Intelligent User Interfaces: Assignment 1
=========================================

Course: Intelligent Human-Computer Interface (COMP0455)  
Student: Mikolaj Kuranowski (2020427681)

In [1]:
import nltk
import heapq
import spacy
import re
import urllib.request
import IPython.display
from bs4 import BeautifulSoup
from collections import Counter
from nltk.sentiment.vader import SentimentIntensityAnalyzer
from spacy import displacy
from table2md import MarkdownTable

nlp = spacy.load("en_core_web_sm")

Problem 1
---------

Named Entity Recognition showing tokenization, parts of speech tagging followed by named entity recognition for

> Steve Jobs was an American entrepreneur and business magnate.
> He was the chairman, chief executive officer (CEO), and a co-founder of Apple Inc.,
> chairman and majority shareholder of Pixar, a member of The Walt Disney Company's
> board of directors following its acquisition of Pixar, and the founder, chairman, and CEO of NeXT.
> Jobs is widely recognized as a pioneer of the microcomputer
> revolution of the 1970s and 1980s, along with Apple co-founder Steve Wozniak.

In [2]:
text = """Steve Jobs was an American entrepreneur and business magnate.
He was the chairman, chief executive officer (CEO), and a co-founder of Apple Inc.,
chairman and majority shareholder of Pixar, a member of The Walt Disney Company's
board of directors following its acquisition of Pixar, and the founder, chairman, and CEO of NeXT.
Jobs is widely recognized as a pioneer of the microcomputer
revolution of the 1970s and 1980s, along with Apple co-founder Steve Wozniak.
"""

In [3]:
nltk.word_tokenize(text)[:15]

['Steve',
 'Jobs',
 'was',
 'an',
 'American',
 'entrepreneur',
 'and',
 'business',
 'magnate',
 '.',
 'He',
 'was',
 'the',
 'chairman',
 ',']

In [4]:
displacy.render(nlp(text), jupyter=True, style="ent")

Problem 2
---------

Extract all bigrams, trigrams using ngrams of nltk library

> Machine learning is a necessary field in today's world.
> Data science can do wonders
> Natural Language Processing is how machines understand text

In [5]:
text = """Machine learning is a necessary field in today's world.
Data science can do wonders.
Natural Language Processing is how machines understand text.
"""
tokens = nltk.word_tokenize(text)

In [6]:
list(nltk.ngrams(tokens, 2))[:10]

[('Machine', 'learning'),
 ('learning', 'is'),
 ('is', 'a'),
 ('a', 'necessary'),
 ('necessary', 'field'),
 ('field', 'in'),
 ('in', 'today'),
 ('today', "'s"),
 ("'s", 'world'),
 ('world', '.')]

In [7]:
list(nltk.ngrams(tokens, 3))[:10]

[('Machine', 'learning', 'is'),
 ('learning', 'is', 'a'),
 ('is', 'a', 'necessary'),
 ('a', 'necessary', 'field'),
 ('necessary', 'field', 'in'),
 ('field', 'in', 'today'),
 ('in', 'today', "'s"),
 ('today', "'s", 'world'),
 ("'s", 'world', '.'),
 ('world', '.', 'Data')]

Problem 3
---------

Sentiment analysis using Vader.

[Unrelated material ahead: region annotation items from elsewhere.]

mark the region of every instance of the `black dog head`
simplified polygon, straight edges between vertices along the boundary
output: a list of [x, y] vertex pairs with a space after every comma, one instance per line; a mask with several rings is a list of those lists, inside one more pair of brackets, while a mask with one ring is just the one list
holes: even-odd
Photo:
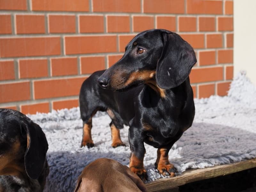
[[155, 79], [163, 89], [179, 86], [188, 77], [196, 62], [195, 52], [178, 34], [152, 29], [135, 36], [122, 58], [98, 79], [102, 88], [114, 90]]
[[15, 172], [24, 172], [35, 179], [45, 167], [49, 168], [44, 133], [19, 111], [0, 109], [0, 174], [17, 176]]

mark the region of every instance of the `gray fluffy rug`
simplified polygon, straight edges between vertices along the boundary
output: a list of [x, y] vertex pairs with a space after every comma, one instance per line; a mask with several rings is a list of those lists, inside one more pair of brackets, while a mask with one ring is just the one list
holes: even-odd
[[[256, 157], [256, 87], [241, 73], [232, 82], [228, 96], [195, 100], [196, 116], [169, 153], [169, 160], [181, 173], [238, 162]], [[29, 116], [45, 133], [50, 166], [45, 191], [72, 191], [84, 167], [100, 157], [128, 165], [130, 151], [128, 127], [121, 131], [127, 147], [111, 147], [110, 119], [98, 113], [93, 118], [95, 147], [80, 148], [82, 121], [79, 108]], [[144, 160], [149, 181], [163, 177], [154, 169], [156, 149], [145, 145]]]

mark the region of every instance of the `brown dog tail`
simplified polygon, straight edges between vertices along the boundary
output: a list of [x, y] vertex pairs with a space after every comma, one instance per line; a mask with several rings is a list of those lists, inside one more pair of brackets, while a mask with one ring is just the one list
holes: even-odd
[[134, 173], [132, 172], [129, 168], [127, 167], [127, 173], [128, 177], [131, 179], [134, 183], [136, 184], [140, 190], [142, 192], [148, 192], [148, 190], [144, 185], [144, 183], [140, 179], [138, 176]]
[[79, 176], [79, 177], [78, 178], [76, 186], [76, 188], [75, 189], [75, 191], [74, 191], [74, 192], [77, 192], [78, 189], [80, 187], [80, 185], [81, 184], [81, 183], [82, 182], [82, 177], [81, 177], [80, 175]]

Print polarity scores for each token along
with compound scores for each sentence. Based on the compound scores,
decide sentiment as positive (if >=0.05), negative (if<+0.05) or neutral otherwise.

Sentences:

- We are happy!
- Today I am Happy
- The best life ever
- I am sad
- We are sad
- We are super sad
- We are all so sad today

In [8]:
sentences = [
    "We are happy!",
    "Today I am Happy",
    "The best life ever",
    "I am sad",
    "We are sad",
    "We are super sad",
    "We are all so sad today",
]

In [9]:
data = []

for sentence in sentences:
    compound_score = SentimentIntensityAnalyzer().polarity_scores(sentence)["compound"]
    
    sentiment = "neutral"
    if compound_score >= 0.05: sentiment = "positive"
    if compound_score <= -0.05: sentiment = "negative"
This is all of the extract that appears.